Alcoolismo entre migrantes em Portugal gera preocupação
30 de outubro de 2025
Enquanto um grupo de jovens africanos se diverte dentro de um bar a consumir bebidas alcoólicas, Marcos Rodrigues está no parque de estacionamento de um centro comercial, em Lisboa, a tentar na sua hora vaga angariar mais alguns euros com a arrumação de carros. Servente na construção civil, o jovem português de origem cabo-verdiana confessa que enfrentou sérios problemas de alcoolismo.
"Bebo álcool desde os 14, 16 anos. Com a morte do meu pai andava triste, depois comecei a sair com os amigos e sem querer bebia assim um pouco demais para tirar a tristeza", desabafa à DW.

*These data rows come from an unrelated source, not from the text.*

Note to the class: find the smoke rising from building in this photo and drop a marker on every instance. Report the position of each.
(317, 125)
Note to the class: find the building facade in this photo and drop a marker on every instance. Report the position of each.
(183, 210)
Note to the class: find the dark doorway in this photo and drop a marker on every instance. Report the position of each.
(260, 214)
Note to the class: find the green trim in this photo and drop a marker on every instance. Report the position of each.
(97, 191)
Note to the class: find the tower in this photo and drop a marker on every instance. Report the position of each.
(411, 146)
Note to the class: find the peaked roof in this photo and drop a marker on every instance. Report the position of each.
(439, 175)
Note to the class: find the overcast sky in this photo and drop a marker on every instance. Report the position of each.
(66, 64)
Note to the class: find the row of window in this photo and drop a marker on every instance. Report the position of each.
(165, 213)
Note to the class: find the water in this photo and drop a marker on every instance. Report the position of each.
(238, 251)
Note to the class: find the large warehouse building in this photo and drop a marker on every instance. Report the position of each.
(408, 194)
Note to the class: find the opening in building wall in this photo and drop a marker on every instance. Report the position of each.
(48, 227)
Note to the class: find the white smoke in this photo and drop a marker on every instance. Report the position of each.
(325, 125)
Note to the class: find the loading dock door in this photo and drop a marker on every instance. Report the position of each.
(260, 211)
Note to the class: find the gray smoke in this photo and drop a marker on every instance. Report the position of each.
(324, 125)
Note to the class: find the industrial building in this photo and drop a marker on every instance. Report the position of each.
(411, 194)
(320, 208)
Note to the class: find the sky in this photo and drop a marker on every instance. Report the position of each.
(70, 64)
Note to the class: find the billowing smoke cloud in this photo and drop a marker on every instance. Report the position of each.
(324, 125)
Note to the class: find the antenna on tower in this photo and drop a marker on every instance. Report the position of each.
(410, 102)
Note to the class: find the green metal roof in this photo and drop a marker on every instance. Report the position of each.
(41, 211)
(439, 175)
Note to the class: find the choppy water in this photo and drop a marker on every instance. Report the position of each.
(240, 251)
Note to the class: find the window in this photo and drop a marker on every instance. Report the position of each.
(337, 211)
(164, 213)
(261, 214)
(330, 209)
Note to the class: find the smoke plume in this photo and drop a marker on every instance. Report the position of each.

A viver em Almada, Marcos, de 32 anos de idade, revela que por causa do álcool cometeu muitos erros no passado. "Era dinheiro, mulheres, droga e violência doméstica", conta, até perceber que estava a seguir por um mau caminho. Sozinho, sem ajuda de nenhuma instituição, tem tentado mudar de vida. "Comecei a diminuir [o consumo de álcool] e a tentar alimentar-me melhor", relata.
Marcos Rodrigues é um de muitos jovens africanos e afrodescendentes confrontados com o drama do alcoolismo em Portugal, com foco sobretudo na área da Grande Lisboa. Não há números oficiais, mas a realidade preocupa a Fundação "Menos Álcool, Mais Vida", que quer estender a campanha em curso em Cabo Verde desde 2016 ao território português, visando alertar a comunidade para os efeitos nocivos do consumo excessivo de bebidas alcoólicas.
O médico psiquiatra Manuel Faustino, que dirige a Fundação, quer levar a campanha a todos os lugares onde houver um cabo-verdiano. "Nós não temos números, mas a perceção que nós temos é que teríamos na nossa comunidade [em Portugal] uma situação que não difere muito da que temos em Cabo Verde. Há uma situação deveras preocupante; há um consumo abusivo elevado e há algo que nos preocupa, também em Cabo Verde, que é o facto de ter um início cada vez mais precoce do consumo", afirma.
É preciso intervenção nas escolas
Para o médico cabo-verdiano, "a situação é relativamente séria em Portugal" e o investimento na "questão educativa é essencial e fundamental para uma intervenção a nível das escolas".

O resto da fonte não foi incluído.